Precision 165

Development
- Designer: Jim Taylor
- Location: United States
- Year: 1995
- Builder: Precision Boat Works
- Role: Cruiser
- Name: Precision 165

Boat
- Displacement: 750 lb (340 kg)
- Draft: 1.75 ft (0.53 m)

Hull
- Type: monohull
- Construction: fiberglass
- LOA: 16.42 ft (5.00 m)
- LWL: 15.25 ft (4.65 m)
- Beam: 7.16 ft (2.18 m)
- Engine: outboard motor

Hull appendages
- Keel: fin keel with bulb and end-plates
- Ballast: 250 lb (113 kg)
- Rudder: transom-mounted rudder

Rig
- Rig type: Bermuda rig
- I foretriangle height: 18.25 ft (5.56 m)
- J foretriangle base: 5.40 ft (1.65 m)
- P mainsail luff: 18.40 ft (5.61 m)
- E mainsail foot: 8.40 ft (2.56 m)

Sails
- Sailplan: fractional rigged sloop
- Mainsail area: 77.28 sq ft (7.180 m^{2})
- Jib/genoa area: 49.28 sq ft (4.578 m^{2})
- Total sail area: 126.56 sq ft (11.758 m^{2})

= Precision 165 =

1995–2018 US recreational keelboat

The Precision 165 is a recreational keelboat built by Precision Boat Works in Palmetto, Florida, United States from 1995 until 2018.

==Design==
The fiberglass hull has a raked stem, a slightly reverse transom, a transom-hung rudder controlled by a tiller and a fixed shoal draft keel with a weighted lead bulb and endplates.

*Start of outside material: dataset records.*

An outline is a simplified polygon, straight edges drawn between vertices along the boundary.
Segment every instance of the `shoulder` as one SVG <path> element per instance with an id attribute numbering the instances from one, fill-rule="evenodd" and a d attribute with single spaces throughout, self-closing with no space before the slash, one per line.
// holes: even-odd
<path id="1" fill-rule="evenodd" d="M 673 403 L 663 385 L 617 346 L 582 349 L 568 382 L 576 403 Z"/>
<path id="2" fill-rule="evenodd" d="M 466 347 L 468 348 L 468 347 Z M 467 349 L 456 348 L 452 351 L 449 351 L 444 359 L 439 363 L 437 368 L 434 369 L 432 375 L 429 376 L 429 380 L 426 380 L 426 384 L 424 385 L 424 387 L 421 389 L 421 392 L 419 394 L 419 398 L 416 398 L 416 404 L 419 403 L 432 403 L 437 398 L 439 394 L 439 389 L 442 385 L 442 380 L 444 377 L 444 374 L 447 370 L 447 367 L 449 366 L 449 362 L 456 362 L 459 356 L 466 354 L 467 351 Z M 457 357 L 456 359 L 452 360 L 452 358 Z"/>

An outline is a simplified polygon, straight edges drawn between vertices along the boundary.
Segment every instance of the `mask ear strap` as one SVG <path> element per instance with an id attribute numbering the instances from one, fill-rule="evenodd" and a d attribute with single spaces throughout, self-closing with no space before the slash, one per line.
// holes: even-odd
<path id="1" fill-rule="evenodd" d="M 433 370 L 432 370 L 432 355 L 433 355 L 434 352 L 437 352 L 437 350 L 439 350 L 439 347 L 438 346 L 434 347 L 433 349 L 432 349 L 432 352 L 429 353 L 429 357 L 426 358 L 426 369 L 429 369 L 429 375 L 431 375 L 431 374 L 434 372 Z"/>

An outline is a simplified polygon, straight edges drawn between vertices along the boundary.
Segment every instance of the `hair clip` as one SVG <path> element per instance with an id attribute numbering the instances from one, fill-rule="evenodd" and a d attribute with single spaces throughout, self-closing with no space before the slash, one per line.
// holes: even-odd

It has foam flotation, making it unsinkable.

It has a fractional sloop rig with three stays and no spreaders.

The design has sleeping accommodation for two people, with two straight settee berths in the main cabin. Cabin headroom is 42 in.

It has a hull speed of 5.2 kn.

==Reception==
In a 2010 review Steve Henkel wrote, "Designer Jim Taylor was one of the leading designers of America’s Cup boats in the 1990s. He has plenty of technical expertise, a good eye for what looks right in a small boat design, and has drawn a number of successful pocket cruisers. For some time he has been the designer of record for Precision Boatworks. The Precision 165 is the smallest cruising boat in the company's line. Best features: The P165 has a bigger beam, heavier ballast, and a fixed lead keel with 'end-plate effect' bulb compared with her peers' centerboards, plus the largest SA/D and lowest D/L in the comp[etitor] group. These differences help to make this boat relatively stiff and fast in a breeze. A simple three-stay rig (with no spreaders) makes rigging at the ramp easier and faster. Relatively short overhangs contribute for more manageable storage, especially in a one-car garage. Quality Harken blocks, vang sheeting arrangement, and a forward hatch are all nice features. Worst features: Fixed keel is less convenient at the launching ramp."

In a 2002 review naval architect Robert Perry concluded of the design, "entry-level boats, like entry-level guitars, must perform well enough to teach beginners the potential joys of playing. The Precision 165 would be a great way to get started in the sport of sailing."